A partir daí, afirma ter sido vítima de preconceito.
“Ela falou que brasileiros não sabem nem conjugar um verbo, como é que vão tratar uma pessoa com perturbação do desenvolvimento da linguagem. Senti que sofri xenofobia naquele momento”, relata. A profissional diz ter indagado a terapeuta sobre a avaliação dos protocolos portugueses. “Ela disse assim: ‘já entrevistei outras colegas tuas e elas sabiam todos os protocolos decorados, então tu deves saber também’. E me mandou embora”, recorda.
Em janeiro de 2023, a brasileira recebeu o indeferimento do processo, que cita risco à “segurança do utente” como um possível resultado das diferenças entre o português europeu e a variante brasileira nos tratamentos.
Já a carioca Raquel Oliveira, depois de apresentar à ACSS, em 2018, o resultado da prova de português, ainda precisou passar por uma “avaliação da fala e da linguagem” com uma terapeuta portuguesa, realizada apenas no ano seguinte. Para dar o atestado, a profissional “exigiu que eu escrevesse que não ia atender fala e linguagem, só voz, alterações de deglutição e audição. Eu me submeti, senão ela não ia assinar”, conta a brasileira.

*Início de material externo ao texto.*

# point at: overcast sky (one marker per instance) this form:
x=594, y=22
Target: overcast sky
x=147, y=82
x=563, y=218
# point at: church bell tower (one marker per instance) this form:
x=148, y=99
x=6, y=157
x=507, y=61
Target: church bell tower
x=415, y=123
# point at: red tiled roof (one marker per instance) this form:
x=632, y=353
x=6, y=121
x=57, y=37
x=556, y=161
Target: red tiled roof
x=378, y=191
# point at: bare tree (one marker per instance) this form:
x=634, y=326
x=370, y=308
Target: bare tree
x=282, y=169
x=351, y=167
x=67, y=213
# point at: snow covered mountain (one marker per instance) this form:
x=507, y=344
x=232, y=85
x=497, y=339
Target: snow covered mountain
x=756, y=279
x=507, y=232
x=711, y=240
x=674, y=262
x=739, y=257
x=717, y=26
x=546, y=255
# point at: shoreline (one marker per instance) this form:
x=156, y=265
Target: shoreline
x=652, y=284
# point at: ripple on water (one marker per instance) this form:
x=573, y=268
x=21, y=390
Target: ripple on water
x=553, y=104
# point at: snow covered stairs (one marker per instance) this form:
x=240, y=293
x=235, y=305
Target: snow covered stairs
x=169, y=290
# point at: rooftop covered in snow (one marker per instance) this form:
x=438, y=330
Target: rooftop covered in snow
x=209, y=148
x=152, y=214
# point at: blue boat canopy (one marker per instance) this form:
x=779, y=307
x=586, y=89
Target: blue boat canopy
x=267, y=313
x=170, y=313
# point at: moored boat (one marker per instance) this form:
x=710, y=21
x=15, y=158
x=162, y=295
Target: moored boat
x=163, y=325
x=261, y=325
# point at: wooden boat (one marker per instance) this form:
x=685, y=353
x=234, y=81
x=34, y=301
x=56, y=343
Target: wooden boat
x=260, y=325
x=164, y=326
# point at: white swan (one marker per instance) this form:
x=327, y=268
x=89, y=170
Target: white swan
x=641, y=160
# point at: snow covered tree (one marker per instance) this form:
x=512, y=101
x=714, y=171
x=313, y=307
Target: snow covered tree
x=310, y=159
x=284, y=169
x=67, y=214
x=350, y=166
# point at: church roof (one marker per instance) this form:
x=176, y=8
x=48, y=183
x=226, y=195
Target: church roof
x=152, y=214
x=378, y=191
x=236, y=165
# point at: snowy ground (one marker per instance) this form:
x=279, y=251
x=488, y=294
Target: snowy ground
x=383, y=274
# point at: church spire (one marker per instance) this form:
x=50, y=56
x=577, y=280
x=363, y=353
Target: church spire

Em janeiro de 2021, recebeu da ACSS o registro. "Juntando os dois processos, 40 meses aoo todo", diz Raquel, que, hoje, atende em seu consultório particular em Leiria.
O DN Brasil pediu uma entrevista à ACSS. A entidade foi questionada a respeito da situação dos fonoaudiólogos brasileiros, sobre a exigência de “fluência” no português europeu, sobre as provas conduzidas por terapeutas da fala que demonstram preconceito contra o português brasileiro, como está a ser realizado atualmente o procedimento, quais são as exigências, quantos processos estão a ser realizados, quantos já foram validados e quantos indeferidos.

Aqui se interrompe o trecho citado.